Stabilization of combustion of kerosene-air mixture by hydrogen injection

Abstract

On aircrafts at high flight speeds, the ramjet engine (ramjet) is of greatest interest at present, the efficiency of which can be increased by using the thermochemical fuel conversion (TFC) technology. Some aspects of the operation of such an engine can be simulated numerically. In this work, a theoretical and experimental study of the processes in the combustion chamber is carried out, and a method is proposed for stabilizing the combustion of a kerosene-air mixture by injecting molecular hydrogen into a direct-flow combustion chamber. An experimental setup created at TsAGI was used, on which the influence of the hydrogen temperature, the location and size of the mass supply area on the combustion process was studied. For a theoretical study, the corresponding numerical technology was applied based on the Navier-Stokes equations using the Spal-rt-Allmares turbulence model, implemented in a complex of computer programs developed at the Research Institute of Mechanics of Moscow State University. Numerical modeling solved two problems. The first concerned the conditions for the ignition of molecular hydrogen supplied to the flow-type igniter, and the second - the conditions for the stabilization of the combustion of a kerosene-air mixture by a hydrogen flame.
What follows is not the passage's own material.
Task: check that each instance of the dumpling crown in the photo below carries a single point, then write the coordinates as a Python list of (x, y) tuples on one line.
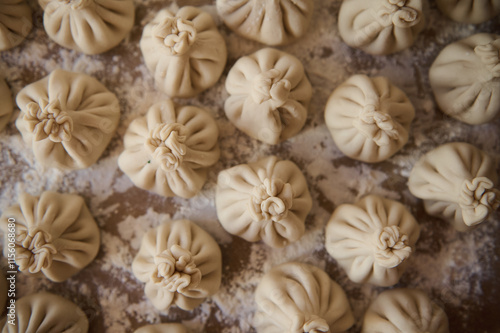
[(271, 200), (391, 246), (478, 198), (47, 120), (34, 250), (176, 270), (166, 144), (176, 34)]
Based on the results of calculations, it was found that the ignition process is facilitated by an increase in the temperature of hydrogen and the power of its injection. The position and size of the hydrogen source is less influential. In the course of a comprehensive study by the method of a full-scale and computational experiment, the characteristic features of the flow structure in the channel, including the formation of a detonation wave, were revealed, and the possibility of controlling combustion by hydrogen injection was shown.